Europe’s digital banks off to slow start in the US market
via Sifted
Europe’s largest digital banking apps are seeing slow user uptake in the US amid strong local competition, new research by Apptopia shows.
Although it’s still early days, the data shows the Europeans are lagging far behind local players like Chime, which now holds 60% of the US challenger bank market — a small but growing sector targeting America’s “underbanked”.
The European cohort is led by German digital bank N26 with 3.55% of the US digital-bank market — buoyed by an intense marketing campaign and an early launch in July 2019.
Meanwhile, London-based neobank Revolut has secured 0.97% of the US digital market, having officially launched in March, and Monzo has 0.23%, made up of 20,000 waiting list downloads and its beta launch.
Apptopia told Sifted that these numbers were “less than exceptional” and that Revolut’s post-launch downloads were “significantly below that of [US players] Chime, Current and Varo”.
Europe’s digital banks have seen their valuations surge as they look to expand internationally.

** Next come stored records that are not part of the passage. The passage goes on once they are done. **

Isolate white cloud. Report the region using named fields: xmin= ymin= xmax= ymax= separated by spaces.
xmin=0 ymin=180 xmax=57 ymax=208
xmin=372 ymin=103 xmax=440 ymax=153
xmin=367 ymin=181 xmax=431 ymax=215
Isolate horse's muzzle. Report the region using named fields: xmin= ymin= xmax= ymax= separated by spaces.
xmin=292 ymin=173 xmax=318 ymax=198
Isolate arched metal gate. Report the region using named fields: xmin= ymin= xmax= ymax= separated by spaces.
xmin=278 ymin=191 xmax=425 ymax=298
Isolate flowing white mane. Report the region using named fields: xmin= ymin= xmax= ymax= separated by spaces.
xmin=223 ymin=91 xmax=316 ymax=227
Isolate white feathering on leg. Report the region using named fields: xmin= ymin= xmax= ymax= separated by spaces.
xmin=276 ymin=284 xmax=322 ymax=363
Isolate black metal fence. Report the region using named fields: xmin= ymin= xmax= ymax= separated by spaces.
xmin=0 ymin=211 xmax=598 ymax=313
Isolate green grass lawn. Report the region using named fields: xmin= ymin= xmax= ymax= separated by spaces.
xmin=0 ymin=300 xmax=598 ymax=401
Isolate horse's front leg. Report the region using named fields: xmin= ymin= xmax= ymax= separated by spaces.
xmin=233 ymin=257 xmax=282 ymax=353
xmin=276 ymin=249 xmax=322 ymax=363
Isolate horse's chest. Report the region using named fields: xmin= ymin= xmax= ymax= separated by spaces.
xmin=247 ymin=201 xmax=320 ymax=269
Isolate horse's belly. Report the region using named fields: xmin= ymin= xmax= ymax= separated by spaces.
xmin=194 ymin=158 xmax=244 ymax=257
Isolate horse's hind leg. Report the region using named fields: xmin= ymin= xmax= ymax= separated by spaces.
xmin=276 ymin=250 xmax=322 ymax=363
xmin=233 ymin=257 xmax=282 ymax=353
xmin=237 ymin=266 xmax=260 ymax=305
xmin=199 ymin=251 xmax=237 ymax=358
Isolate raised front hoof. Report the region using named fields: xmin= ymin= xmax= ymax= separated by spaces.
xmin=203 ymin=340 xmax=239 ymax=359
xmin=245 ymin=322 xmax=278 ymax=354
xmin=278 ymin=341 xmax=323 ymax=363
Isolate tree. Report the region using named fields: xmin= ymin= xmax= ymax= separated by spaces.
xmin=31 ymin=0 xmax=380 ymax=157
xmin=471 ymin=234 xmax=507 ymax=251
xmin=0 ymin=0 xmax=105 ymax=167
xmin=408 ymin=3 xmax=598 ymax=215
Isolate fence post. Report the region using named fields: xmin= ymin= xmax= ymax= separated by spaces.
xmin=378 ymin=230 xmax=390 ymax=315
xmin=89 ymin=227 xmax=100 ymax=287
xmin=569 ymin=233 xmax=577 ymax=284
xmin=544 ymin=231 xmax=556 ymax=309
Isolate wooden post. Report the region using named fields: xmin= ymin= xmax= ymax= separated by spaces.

Succeeding in the US would be a major prize.
London’s Revolut went live on March 24, while N26 launched late last year and Monzo opened its waiting list in July 2019.
But it’s not getting easier, with Chime seeing its numbers surge, having been approved to distribute federal stimulus packages. Meanwhile, another competitor Varo has been approved to become the first neobank to receive a US banking charter license. This will allow it to offer a full range of credit cards, loans and robo-investing.
European challengers are also up against increasingly tech-savvy traditional US banks. Mobile-analytics company Apptopia estimates that traditional banks like Bank of America, Chase and Wells Fargo saw 180% more new monthly mobile users than digital banks did on average, over the past six months.
Even UK banking giant Barclays has been forced to scrap plans for an own-brand US digital bank after years in the works, a spokesperson confirmed to Sifted. The official confirmation follows earlier reports that hopes for the project had “fade[d]”, having proven “extremely expensive”.
Not all bad?
There is some good news, however.
Firstly, the data shows N26 has overtaken US player Simple, which launched in May 2012 and was acquired by BBVA two years later.
Meanwhile, Monzo has now officially embarked on the difficult, slow job of applying for a US bank license.
Revolut also seems to have piggy-backed off N26’s campaign with a more impactful launch. Revolut saw 60% more downloads in the first 30 days after its March launch than N26 did in July last year, with Apptopia recording 26,000 downloads for the Revolut app in its first month post-launch.
Still, Covid-19 also seems to have complicated operations, given staff absences, cost-pressures and customer distractions.
In addition, the expansion into the US seems to have taken a toll on the European neo-banks’ leadership. N26’s US chief executive Nicolas Kopp stepped down earlier this year, while Revolut’s US lead Dan Westgarth also left his role last month, replaced by chief executive Ronald Oliveira.
The US is not a winner-takes-all market, but can Europe’s challengers take their share?